However, as all great writers ever claim – the key to getting better at writing is (shock horror) to write. Writing has always been something on my periphery – something that I claim to love, and do indeed love when I get into the rhythm of it, but something which I rarely practice on a regular basis. In fact,  aside from essay writing, I don’t think I’ve ever written a solid amount of words two days in a row. Even forum rp (which I love) hasn’t seen me as disciplined as that because, due to time zone differences, I very rarely end up responding to an rp partner every day. So for all some kind of writing is involved in my day-to-day life (right now, for example, that’s a lot of job application writing) it’s never the focus of any given day in my life and I’ve certainly never sustained concentration on a single form of writing for this long, let alone what will hopefully be 30 days over the course of NaNoWriMo.

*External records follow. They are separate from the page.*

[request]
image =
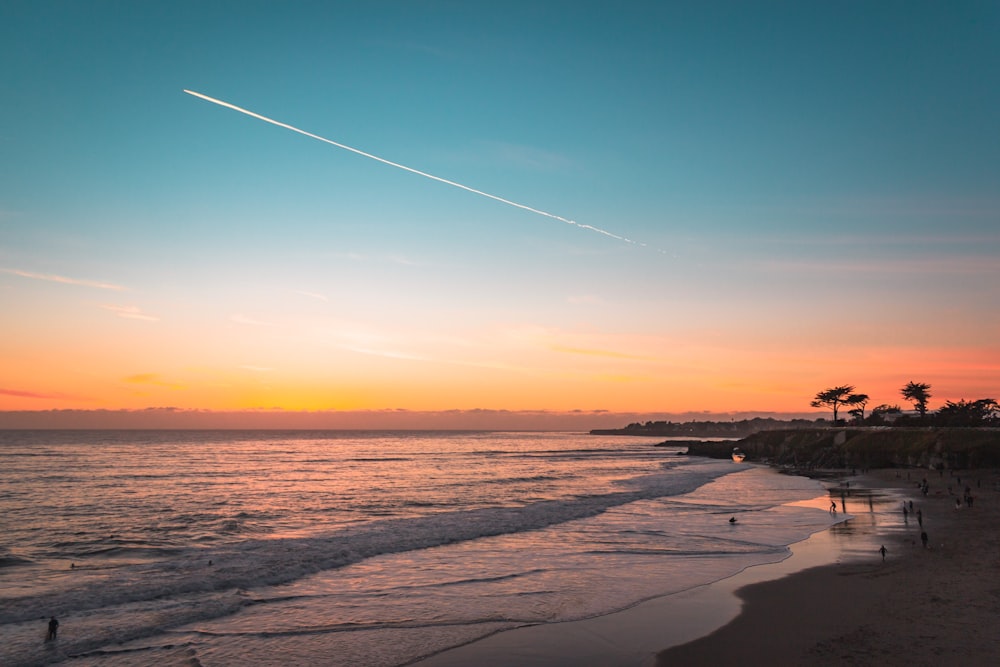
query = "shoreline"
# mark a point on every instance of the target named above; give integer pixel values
(922, 606)
(634, 636)
(831, 600)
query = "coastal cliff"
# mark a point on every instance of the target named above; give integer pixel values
(953, 448)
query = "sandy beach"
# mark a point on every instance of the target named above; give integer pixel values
(921, 606)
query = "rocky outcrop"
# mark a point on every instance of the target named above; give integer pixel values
(954, 448)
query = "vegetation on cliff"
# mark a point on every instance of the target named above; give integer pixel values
(953, 448)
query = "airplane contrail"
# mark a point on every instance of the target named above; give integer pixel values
(412, 170)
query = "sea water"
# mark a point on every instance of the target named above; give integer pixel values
(357, 548)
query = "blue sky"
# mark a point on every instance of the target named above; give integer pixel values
(812, 179)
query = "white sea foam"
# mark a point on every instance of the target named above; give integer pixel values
(403, 547)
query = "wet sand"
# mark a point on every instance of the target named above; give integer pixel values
(933, 606)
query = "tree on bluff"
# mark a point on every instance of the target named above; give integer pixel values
(968, 413)
(858, 401)
(917, 393)
(834, 398)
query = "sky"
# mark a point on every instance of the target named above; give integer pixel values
(795, 195)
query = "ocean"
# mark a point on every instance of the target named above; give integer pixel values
(358, 548)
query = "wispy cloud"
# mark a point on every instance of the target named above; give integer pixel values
(249, 321)
(311, 295)
(130, 312)
(919, 265)
(53, 278)
(18, 393)
(600, 353)
(152, 379)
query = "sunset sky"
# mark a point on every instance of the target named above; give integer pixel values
(813, 192)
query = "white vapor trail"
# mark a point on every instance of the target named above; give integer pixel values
(412, 170)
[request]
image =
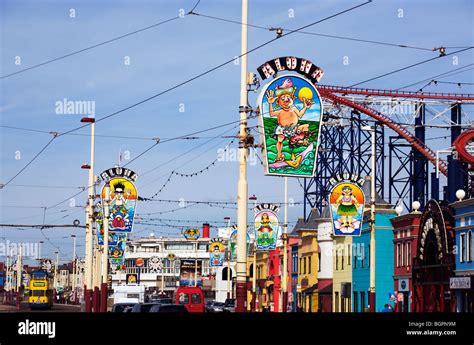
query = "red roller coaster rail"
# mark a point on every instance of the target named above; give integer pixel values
(394, 93)
(387, 121)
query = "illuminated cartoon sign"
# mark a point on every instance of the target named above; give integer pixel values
(190, 273)
(266, 226)
(216, 252)
(117, 252)
(233, 244)
(290, 118)
(291, 64)
(191, 234)
(347, 200)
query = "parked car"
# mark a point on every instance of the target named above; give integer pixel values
(229, 305)
(160, 300)
(191, 297)
(143, 307)
(216, 307)
(168, 308)
(122, 307)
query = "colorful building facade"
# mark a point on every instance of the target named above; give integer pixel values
(461, 285)
(342, 274)
(405, 237)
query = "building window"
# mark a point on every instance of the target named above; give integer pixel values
(408, 254)
(469, 246)
(348, 254)
(225, 274)
(319, 262)
(462, 247)
(399, 261)
(356, 307)
(368, 257)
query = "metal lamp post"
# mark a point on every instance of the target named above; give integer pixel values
(89, 220)
(74, 264)
(372, 306)
(242, 189)
(254, 273)
(284, 284)
(105, 254)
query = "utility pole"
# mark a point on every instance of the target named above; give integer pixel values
(105, 254)
(284, 283)
(74, 267)
(56, 270)
(254, 273)
(89, 221)
(372, 227)
(242, 190)
(19, 269)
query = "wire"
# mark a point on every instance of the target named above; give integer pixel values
(313, 33)
(95, 45)
(410, 66)
(40, 186)
(28, 164)
(437, 76)
(187, 81)
(200, 75)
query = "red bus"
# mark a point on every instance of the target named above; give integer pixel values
(191, 297)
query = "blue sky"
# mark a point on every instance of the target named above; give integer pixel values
(164, 56)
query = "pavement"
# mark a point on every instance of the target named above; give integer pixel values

I’m finding I enjoy it though. I enjoy meeting the daily target – and that feeling is even better when I surpass it, even if it’s just by 20 words or so. What can I say, I’m a sucker for visualisations of surpassing someone’s minimum expectations, and that little daily stat graph is like a nice pat of the back after every evening word count update.

Speaking of which, it’s just gone midday on Day 3 and I haven’t written a single word today. I need to reach 5000 in the next 12 hours to meet target but since that’s 1245 words left to write, I don’t think that’s too bad. Getting ahead would be preferable, however, since tomorrow we look after a certain toddler who (unsurprisingly) doesn’t seem to care much for daily writing goals… or quiet of any kind. So we’ll see how that goes. I’m having fun just putting one word in front of the other and seeing where I end up. Sure, I’m likely to end up with shaky characterisation, mostly terrible dialogue and some convoluted plotting (confession: my plotting is non-existent at this point), but the point to this entire exercise (at least for me) is to prove to myself that I’m capable of sticking at something for 30 days without giving up because I decide my idea is terrible anyway so I might as well ditch everything and go back to doing nothing every day.

As far as the point of NaNoWriMo goes, I feel like that one will benefit more than just my writing in the longer term.